Supreme Court quashes RBI circular on resolving bad loans
A two judge-bench comprising justices Rohinton F Nariman and Vineet Saran said the Reserve Bank of India (RBI) acted beyond its powers in issuing the February 12, 2018 circular. “We have declared the RBI circular ultra vires,” Nariman said.Updated: Apr 03, 2019 08:48 IST
The Supreme Court on Tuesday quashed a central bank circular that had set strict norms for the resolution of bad loans, easing the concerns of some debt-laden companies and upending India’s fledgling bankruptcy resolution process.
A two judge-bench comprising justices Rohinton F Nariman and Vineet Saran said the Reserve Bank of India (RBI) acted beyond its powers in issuing the February 12, 2018 circular. “We have declared the RBI circular ultra vires,” Nariman said.
The RBI circular directed banks to refer defaulters to bankruptcy courts if they were unable to find a resolution plan within 180 days for stressed accounts where the outstanding amount was more than ₹2,000 crore.
Tuesday’s judgement said the Banking Regulation Act allows banks to initiate insolvency when there is an authorisation from the central government or when the RBI gives directions to banks for specific default cases.
“There was nothing to show that these provisions were satisfied in issuing the circular,” Supreme Court said, adding that the central bank does not have the authority to issue a general directive regarding bankruptcy cases.
RBI didn’t respond to a request seeking comment till the time of going to press.
There is little clarity on whether the central bank will now come up with a fresh policy for banks to tackle the mounting bad debts on their balance sheets.
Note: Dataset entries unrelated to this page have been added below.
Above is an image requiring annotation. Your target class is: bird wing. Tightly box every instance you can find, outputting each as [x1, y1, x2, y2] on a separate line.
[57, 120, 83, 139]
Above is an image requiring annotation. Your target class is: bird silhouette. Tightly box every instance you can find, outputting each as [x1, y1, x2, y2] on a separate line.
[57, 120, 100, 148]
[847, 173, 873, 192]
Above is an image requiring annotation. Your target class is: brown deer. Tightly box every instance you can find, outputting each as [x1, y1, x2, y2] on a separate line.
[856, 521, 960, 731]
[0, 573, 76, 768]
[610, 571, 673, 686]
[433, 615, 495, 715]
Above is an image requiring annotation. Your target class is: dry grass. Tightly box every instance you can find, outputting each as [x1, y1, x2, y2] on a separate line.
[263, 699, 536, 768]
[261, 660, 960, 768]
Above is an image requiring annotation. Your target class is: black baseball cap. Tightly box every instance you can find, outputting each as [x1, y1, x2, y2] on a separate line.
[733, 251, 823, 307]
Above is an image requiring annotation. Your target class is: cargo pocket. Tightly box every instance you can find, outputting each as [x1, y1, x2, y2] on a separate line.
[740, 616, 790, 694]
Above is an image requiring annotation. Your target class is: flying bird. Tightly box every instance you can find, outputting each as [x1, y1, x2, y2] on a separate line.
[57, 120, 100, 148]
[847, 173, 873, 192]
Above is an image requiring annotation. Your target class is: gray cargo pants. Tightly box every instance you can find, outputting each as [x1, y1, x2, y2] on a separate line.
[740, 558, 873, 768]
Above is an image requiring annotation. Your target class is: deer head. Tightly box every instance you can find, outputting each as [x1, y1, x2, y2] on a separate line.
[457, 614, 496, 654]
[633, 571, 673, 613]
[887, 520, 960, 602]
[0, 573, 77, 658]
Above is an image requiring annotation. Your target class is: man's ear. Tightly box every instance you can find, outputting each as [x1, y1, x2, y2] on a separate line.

RBI may throw some light on its plans when it announces the monetary policy on April 4.
“RBI will have to come up with a new restructuring framework following the court order. Lenders are now free to initiate fresh bankruptcy proceedings against companies, which were otherwise mandatorily referred for insolvency resolution under the circular,” said L Viswanathan, partner at Cyril Amarchand Mangaldas.
The Supreme Court order gives many corporate defaulters the breathing space they were looking for, saving them from having to submit to a time-bound insolvency process—at least for the time being. Many cases already submitted to insolvency courts under the circular also may get a fresh lease of life. At the same time, banks will now be free to pursue insolvency proceedings against many defaulting companies—especially power companies—which were put on hold because of the Supreme Court hearings. The court also said that provisions of Section 45L(3) of the RBI Act (power of RBI to call for information from financial institutions and to give directions) were not adhered to in the framing of the circular. “The impugned circular nowhere says that the RBI has had due regard to the conditions in which and the objects for which such institutions have been established, their statutory responsibilities, and the effect the business of such financial institutions is likely to have on trends in the money and capital markets,” the order said.
Several companies and associations, including GMR Energy Ltd; RattanIndia Power Ltd, a Punjab-based textile company; Association of Power Producers; Independent Power Producers Association of India; Sugar Manufacturing Association of Tamil Nadu and a shipbuilding association from Gujarat, had challenged the RBI circular in different courts.
“Now as a result of the Supreme Court judgement, banks can autonomously undertake a restructuring process that is best suited as a tool for an individual borrower. This attempt to issue an all-encompassing, firstof-its-kind circular was probably not the best approach,” said Sapan Gupta, national headbanking and finance practice at Shardul Amarchand Mangaldas.